On 11/04/2013 11:02 AM, MFPA wrote:
And as an aside, does it really make a difference to only sign some
UIDs and not others? Does GnuPG actually take account of which UIDs
are signed in its validity or trust calculations?

Yes, it does make a difference.

Let's say I make key X and attach to User IDs to it:

 * Daniel Kahn Gillmor <d...@fifthhorseman.net>
 * Alice Munroe <al...@example.com>

You meet me, check my identity, verify that i'm actually dkg, and just sign the first User ID (because you have been unable to verify whether i am also somehow Alice Munroe). (in fact, i am not Alice Munroe, but i would like to be able to read her mail)

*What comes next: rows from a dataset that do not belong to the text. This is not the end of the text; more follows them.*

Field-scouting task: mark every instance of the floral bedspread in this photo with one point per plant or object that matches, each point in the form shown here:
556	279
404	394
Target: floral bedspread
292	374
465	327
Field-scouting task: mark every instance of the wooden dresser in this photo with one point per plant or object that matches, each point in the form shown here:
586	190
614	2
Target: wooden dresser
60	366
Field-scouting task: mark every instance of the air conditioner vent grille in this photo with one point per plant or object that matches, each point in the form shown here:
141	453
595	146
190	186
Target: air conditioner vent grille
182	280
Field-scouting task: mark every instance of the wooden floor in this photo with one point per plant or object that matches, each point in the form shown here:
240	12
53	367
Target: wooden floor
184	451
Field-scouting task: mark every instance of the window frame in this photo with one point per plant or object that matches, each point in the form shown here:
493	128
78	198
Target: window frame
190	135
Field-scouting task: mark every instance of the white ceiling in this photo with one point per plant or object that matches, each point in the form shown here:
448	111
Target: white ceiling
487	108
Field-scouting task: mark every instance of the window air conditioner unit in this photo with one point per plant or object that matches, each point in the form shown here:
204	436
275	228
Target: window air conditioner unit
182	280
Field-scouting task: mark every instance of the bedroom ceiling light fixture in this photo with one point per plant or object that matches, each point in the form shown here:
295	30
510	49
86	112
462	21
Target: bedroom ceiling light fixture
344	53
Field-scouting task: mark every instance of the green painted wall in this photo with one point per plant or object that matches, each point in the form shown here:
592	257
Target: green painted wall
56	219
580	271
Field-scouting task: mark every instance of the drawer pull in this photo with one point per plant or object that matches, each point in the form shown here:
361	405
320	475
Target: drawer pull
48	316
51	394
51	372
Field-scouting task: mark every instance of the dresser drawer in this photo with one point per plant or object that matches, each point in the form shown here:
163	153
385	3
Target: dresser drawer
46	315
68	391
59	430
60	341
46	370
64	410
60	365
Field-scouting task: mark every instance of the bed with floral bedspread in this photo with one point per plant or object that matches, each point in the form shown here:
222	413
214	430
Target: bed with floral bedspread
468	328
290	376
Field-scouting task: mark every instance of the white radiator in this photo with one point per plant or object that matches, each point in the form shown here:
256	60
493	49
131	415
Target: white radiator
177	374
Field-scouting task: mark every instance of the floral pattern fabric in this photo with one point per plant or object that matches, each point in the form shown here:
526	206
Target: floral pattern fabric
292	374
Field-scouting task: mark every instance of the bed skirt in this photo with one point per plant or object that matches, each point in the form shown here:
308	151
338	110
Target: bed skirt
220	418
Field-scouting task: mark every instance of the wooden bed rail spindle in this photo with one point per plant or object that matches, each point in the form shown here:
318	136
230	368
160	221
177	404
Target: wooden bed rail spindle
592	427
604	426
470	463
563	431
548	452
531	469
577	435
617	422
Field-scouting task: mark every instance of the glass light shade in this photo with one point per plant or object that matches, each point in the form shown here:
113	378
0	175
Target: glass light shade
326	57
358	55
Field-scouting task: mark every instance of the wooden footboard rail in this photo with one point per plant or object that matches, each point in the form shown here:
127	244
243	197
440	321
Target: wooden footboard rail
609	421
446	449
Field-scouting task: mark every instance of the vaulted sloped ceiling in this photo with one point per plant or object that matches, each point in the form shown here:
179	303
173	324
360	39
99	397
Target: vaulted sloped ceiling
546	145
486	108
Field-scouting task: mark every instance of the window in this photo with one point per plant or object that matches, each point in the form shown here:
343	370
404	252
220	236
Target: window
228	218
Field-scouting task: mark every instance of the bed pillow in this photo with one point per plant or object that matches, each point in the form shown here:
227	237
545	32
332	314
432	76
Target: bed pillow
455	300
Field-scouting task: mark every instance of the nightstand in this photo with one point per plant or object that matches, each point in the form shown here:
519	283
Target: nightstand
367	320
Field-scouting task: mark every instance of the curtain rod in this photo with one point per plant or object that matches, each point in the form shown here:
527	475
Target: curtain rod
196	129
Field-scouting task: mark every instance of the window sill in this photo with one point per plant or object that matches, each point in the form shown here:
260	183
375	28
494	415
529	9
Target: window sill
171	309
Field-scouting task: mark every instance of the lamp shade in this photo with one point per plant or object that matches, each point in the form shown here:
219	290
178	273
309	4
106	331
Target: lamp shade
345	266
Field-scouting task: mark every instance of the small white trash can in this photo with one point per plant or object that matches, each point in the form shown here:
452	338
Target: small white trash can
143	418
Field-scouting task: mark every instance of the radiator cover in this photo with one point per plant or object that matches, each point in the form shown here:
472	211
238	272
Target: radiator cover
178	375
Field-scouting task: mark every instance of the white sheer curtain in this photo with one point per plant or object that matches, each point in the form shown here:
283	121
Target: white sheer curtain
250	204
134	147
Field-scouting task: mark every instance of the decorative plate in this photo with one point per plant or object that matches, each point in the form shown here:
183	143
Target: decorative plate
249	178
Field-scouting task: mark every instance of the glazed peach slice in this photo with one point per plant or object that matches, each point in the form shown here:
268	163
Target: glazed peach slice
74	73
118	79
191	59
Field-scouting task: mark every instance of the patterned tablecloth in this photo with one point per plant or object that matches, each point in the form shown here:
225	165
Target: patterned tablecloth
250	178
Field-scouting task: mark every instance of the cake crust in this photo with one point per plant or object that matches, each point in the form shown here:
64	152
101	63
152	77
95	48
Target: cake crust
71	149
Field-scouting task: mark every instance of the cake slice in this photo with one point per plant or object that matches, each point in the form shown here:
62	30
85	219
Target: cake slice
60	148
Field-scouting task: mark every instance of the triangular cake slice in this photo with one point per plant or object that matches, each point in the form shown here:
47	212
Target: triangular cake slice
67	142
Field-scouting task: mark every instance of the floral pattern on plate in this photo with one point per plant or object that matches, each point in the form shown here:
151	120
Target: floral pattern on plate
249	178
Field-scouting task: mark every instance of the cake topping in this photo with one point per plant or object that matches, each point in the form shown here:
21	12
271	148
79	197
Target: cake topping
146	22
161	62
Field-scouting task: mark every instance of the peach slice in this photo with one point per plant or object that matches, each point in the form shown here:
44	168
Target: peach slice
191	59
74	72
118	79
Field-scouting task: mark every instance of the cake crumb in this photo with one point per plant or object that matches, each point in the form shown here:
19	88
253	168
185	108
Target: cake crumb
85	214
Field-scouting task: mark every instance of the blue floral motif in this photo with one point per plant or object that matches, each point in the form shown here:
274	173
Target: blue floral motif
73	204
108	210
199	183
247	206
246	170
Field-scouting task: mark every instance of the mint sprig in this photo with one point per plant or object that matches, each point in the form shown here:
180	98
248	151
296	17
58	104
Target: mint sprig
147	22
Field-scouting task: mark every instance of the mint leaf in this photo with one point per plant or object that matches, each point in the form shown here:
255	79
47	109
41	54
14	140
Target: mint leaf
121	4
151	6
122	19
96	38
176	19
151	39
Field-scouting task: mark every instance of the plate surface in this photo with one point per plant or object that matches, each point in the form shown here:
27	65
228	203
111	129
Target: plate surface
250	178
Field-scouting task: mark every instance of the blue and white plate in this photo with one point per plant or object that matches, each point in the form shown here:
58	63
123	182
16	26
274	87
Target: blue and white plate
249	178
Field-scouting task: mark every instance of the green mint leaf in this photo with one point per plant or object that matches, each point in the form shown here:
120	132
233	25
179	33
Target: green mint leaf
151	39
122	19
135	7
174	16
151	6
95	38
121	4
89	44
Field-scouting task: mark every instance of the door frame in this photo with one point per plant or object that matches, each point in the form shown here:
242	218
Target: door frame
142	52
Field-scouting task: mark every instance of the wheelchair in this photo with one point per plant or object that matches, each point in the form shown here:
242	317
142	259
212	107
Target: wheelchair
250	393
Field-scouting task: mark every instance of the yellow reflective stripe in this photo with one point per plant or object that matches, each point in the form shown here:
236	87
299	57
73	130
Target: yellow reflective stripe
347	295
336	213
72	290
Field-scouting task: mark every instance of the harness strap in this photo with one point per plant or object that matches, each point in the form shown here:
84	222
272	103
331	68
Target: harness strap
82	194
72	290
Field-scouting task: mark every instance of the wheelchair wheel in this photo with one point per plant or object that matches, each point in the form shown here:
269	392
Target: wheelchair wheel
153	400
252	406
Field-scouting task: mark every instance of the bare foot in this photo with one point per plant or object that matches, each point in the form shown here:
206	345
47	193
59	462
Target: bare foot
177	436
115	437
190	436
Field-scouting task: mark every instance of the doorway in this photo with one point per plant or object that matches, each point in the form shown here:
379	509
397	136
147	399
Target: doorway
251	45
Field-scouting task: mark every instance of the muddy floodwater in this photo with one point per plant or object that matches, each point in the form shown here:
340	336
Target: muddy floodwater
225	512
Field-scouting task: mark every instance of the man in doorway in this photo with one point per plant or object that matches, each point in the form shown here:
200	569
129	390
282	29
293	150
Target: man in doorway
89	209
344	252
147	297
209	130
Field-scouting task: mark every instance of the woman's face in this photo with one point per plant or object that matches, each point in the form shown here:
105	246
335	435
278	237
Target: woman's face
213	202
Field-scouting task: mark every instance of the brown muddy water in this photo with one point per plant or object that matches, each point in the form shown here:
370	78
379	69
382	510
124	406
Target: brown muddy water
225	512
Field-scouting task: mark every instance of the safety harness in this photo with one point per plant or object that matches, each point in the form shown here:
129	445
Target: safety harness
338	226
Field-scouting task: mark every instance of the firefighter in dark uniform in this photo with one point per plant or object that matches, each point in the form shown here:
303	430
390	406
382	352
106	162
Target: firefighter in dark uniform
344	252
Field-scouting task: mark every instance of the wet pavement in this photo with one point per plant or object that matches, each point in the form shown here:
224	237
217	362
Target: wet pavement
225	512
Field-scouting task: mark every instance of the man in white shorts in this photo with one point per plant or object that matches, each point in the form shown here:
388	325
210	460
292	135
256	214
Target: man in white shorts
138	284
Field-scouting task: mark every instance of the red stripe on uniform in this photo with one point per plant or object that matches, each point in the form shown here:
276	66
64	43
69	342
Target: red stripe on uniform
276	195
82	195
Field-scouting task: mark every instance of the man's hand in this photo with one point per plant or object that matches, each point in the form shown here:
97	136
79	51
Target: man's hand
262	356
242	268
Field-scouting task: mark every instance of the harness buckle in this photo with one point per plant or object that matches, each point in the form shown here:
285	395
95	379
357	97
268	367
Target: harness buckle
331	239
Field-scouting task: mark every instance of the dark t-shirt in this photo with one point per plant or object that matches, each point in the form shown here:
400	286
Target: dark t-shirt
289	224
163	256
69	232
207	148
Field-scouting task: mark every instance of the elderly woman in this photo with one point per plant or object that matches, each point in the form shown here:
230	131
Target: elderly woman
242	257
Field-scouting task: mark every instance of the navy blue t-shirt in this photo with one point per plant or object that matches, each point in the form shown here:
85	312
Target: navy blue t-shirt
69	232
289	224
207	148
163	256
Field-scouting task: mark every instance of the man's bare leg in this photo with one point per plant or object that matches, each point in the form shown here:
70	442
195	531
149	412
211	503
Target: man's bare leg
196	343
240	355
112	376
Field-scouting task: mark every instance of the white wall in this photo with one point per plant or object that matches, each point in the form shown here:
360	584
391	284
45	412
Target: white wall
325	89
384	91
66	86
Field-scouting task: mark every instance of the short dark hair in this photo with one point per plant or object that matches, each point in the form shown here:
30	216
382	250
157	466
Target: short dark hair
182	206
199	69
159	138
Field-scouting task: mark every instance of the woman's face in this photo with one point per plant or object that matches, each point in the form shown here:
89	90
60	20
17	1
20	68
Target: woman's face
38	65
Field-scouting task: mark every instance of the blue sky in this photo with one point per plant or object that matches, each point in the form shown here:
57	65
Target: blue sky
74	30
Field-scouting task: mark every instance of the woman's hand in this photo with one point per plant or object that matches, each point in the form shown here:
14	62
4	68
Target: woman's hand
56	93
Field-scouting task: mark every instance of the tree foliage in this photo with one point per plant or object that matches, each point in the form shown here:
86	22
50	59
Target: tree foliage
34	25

At some point, you find you want to encrypt a message to Alice Munroe (who you met at a conference, perhaps). If you had certified both User IDs on my key, gpg would be happy to encrypt the message to my key instead of Alice's actual key. If i get a copy of that message, i would be able to read it. This would be bad.

An OpenPGP certification (a "keysigning") is an identity assertion, over *both* the key and the User ID. It says "this key K belongs to the person known in the real world by the User ID U", and it is cryptographically signed by the person making the assertion.

If you substitute some arbitrary other User ID for U, the meaning of the certification changes radically (and the cryptographic certification breaks). This is an intended feature.